I am now mostly using a Gentle Leader head collar. It took a long time to desensitize my dog to the Gentle Leader, and sometimes she still paws at it. I do use a no pull harness as a backup although I'm told it really isn't needed. (A head collar is really useful for me when ds/cc.)


----------



## InkedMarie (Mar 11, 2009)

I have good luck with www.softouchconcepts.com Harnesses


----------



## Pawzk9 (Jan 3, 2011)

My favorite (and one my students really like) is the Freedom harness - which has a ring in front and a ring over the shoulders, and a double clip leash. It's more difficult to pull against two points of contact than one. But my really favorite tool for loose leash walking is teaching the dog to pay attention. Thing about management tools, dogs eventually become habituated to them or find a way around them, and then you have the same problem you had before, except now you have to get something more powerful (and possibly more aversive) to get the same result. This goes for prong collars as well.


----------



## jiml (Jun 19, 2008)

Thing about management tools, dogs eventually become habituated to them or find a way around them, and then you have the same problem you had before, except now you have to get something more powerful (and possibly more aversive) to get the same result. This goes for prong collars as well.>>>>

Id add that although sometimes true sometimes a management tool breaks the cycle and is all thats needed. Ex. Way back when we had a pitbull that my wife had trouble walking. We used a prong (not sure if head harnesses or front clip harnesses existed at the time) dog stopped pulling with no corrections purposely given or training. eventually transitioned to flat collar w/o a hiccup. Now that is not always the case and is dependent on the dog.


----------



## titiaamor (Nov 17, 2011)

My pit mix, Sacha, is very strong. I didn't train them to loose-lease walk (or leash walk at all) when they were babies- which was a big mistake. I used a Gentle Leader with her until kikopup's and Ahimsa Dog Training's methods took.

She did react very strongly to a cat last night- hurt my elbow- but that hasn't heppenned in a while. I wonder what the cat said to her. :wink:


----------



## Pawzk9 (Jan 3, 2011)

valuta8 said:


> The prong collar will also make him respect you more, seeing that your the alpha and not just some toy to be dragged around.
> "I've tried the bit where as soon as there's tension in the lead, I turn and walk the opposite direction and then continue that method"
> By doing that, although it can work on certain dogs, you do make yourself a submissive target. Your not establishing any leadership.
> Of course, you do want to maintain a friendship with your dog. But right now, even without looking at him, I can tell her has little respect for you and that's a really unbalanced relationship that you're having right now.

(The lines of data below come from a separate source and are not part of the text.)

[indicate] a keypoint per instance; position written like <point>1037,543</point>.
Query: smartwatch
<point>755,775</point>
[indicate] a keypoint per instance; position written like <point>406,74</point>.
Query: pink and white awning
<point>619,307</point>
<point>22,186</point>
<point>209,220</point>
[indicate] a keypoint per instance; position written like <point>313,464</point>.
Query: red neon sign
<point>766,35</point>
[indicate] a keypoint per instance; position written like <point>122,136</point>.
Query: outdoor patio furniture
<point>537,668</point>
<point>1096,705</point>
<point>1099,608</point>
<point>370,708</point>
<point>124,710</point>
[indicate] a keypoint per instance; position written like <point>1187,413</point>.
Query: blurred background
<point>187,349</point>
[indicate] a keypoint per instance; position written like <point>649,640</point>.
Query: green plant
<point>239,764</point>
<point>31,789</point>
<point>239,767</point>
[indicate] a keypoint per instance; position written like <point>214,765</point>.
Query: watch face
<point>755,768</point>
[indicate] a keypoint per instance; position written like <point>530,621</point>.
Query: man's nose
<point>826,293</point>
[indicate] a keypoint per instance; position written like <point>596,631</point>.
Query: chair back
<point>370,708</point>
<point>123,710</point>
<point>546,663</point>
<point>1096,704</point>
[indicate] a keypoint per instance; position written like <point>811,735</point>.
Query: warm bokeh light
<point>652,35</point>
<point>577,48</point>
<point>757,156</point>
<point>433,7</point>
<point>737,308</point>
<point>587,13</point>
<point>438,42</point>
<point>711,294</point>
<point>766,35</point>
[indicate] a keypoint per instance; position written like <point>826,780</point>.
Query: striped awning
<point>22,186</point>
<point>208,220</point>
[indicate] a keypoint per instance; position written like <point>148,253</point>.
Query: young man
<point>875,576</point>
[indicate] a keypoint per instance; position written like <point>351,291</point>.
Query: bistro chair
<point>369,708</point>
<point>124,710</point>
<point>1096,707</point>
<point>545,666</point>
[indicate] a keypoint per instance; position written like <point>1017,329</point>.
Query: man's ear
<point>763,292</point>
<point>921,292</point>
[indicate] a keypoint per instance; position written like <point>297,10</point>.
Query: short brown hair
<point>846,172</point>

Submissive target? Gah. What nonsense.


----------



## titiaamor (Nov 17, 2011)

valuta8 said:


> But right now, even without looking at him, I can tell her has little respect for you and that's a really unbalanced relationship that you're having right now.
> Yes, prong collar all the way.


I wouldn't take advice from someone who imagines to know my dogs 'feelings' of respect. A bit out there for me.


----------



## slou75 (Jun 8, 2014)

Hi, apart from the great training advice above, have you also tried getting him to burn off some steam before you take him out for a walk? If you have room in your yard to play catch or other activity? My dog walks so beautifully when he has burnt off some steam first, but is still a work in progress the rest of the time. I'm hoping the penny will drop soon and he will walk nicely on the leash all the time! I'm thinking of also teaching him to jump through a hula hoop, which I can do in my small back yard before we go out for walks.

As for not returning when off leash, one thing that helped me a lot was to get my dog interested in doing tricks, in particular jumping up onto the rock wall near our house on command. I always rewarded him with a ball throw as he's not so interested in treats. Then I noticed he was looking to me all the time to see what fun thing he could do and actually the ball part was not necessary. He actually enjoyed the trick as much as chasing the ball. So on walks I started to call him back to me to do a trick or just a sit or other command every now and then, and he started to come back to me very excitedly each time. Then I send him off excitedly to have a run and sniff, which he likes too, as he knows that usually after I call him over he will get to go back to sniffing or playing or whatever it was he was doing. Now I never have to worry about him not coming back on walks. 

I think it's all about finding what excites the dog enough to make them want to come back to you or do other things that you need them to do, whether it's treats or a game or something else. I'd be interested to find out what has helped your dog since your original post.


----------



## Brooklynsmom (Mar 19, 2014)

The easy walk harness was magical for Brooklyn! I put it on her, she went to pull but the leash clips in front so her body turned completely around. She tried one more time and then never pulled again. She was also about 4.5 months when this happened. I would at least give it a try.


----------



## slou75 (Jun 8, 2014)

That's one gorgeous puppy brooklynsmom ! Looks a lot like our Iggy Pup. Do you know what breed(s) she is?


----------



## Brooklynsmom (Mar 19, 2014)

Thank you!! She was billed as a 'lab mix' on the rescue site. They thought maybe lab/some kind of shepherd mix. There is a dog that comes to our dog park that is a southern cur dog and she looks exactly like that dog. So maybe she is a southern cur or at least part cur?? Who knows.


----------